# Breaking out of my shell.



## Manok

I typically play Debussy, I have many many things of sheet music, from Schumann, to Mendelssohn, to, Brahms, and barber, and what not. I was looking for something a little more tonal to play once I finished the Gershwin preludes, I was thinking maybe Schumann, maybe something else. I don't exactly know. Again the idea is tonal, I have a good many of the Schumann works for piano, and Mendelssohn as well. Rachmaninoff is another favorite. I also want a decent challenge. So if you've got an idea. Let me hear it.


----------



## Klavierspieler

Ever played Schumann's Blumenstück?


----------



## Dodecaplex

Play Alkan or Sorabji. They offer a fairly decent challenge.


----------



## Manok

No but I am familiar. I'll have to give it a listen again. Edit: replying to the Schumann question.


----------



## Ravellian

Faure is generally underplayed by pianists. The nocturnes and barcarolles are very lyrical, beautiful pieces; not virtuosic but still very difficult to play. The first half-dozen or so from both the nocturnes and barcarolles are tonal, so check those out.

Probably the two most rewarding Schumann pieces to play are Carnaval and Kreisleriana. Give them a try if you want.


----------



## kv466

How 'bout some Bach?


----------



## Polednice

kv466 said:


> How 'bout some Bach?


I think he's aiming for some _pleasurable_ music; not self-flagellation.


----------



## Klavierspieler

Ravellian said:


> Probably the two most rewarding Schumann pieces to play are Carnaval and Kreisleriana. Give them a try if you want.

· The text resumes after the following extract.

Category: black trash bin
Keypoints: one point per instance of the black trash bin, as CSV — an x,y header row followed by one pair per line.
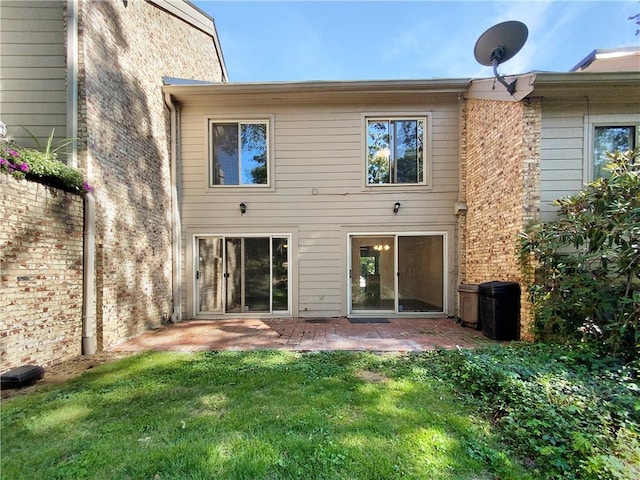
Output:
x,y
500,310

Unfortunately, they are also two of the most difficult. But, hey, you said you were looking for a challenge.


----------



## Rasa

How should we know how well this person plays anyways. I mean "playing Debussy". Clair de Lune over and over again? The little Negro? Estampes? Etudes?


----------



## Manok

Well, I know a few of the preludes, (the first 5 + no. 10), Pour le Piano, (the prelude, kinda learned part of the sarabande) and a few other half learned Debussy paces.


----------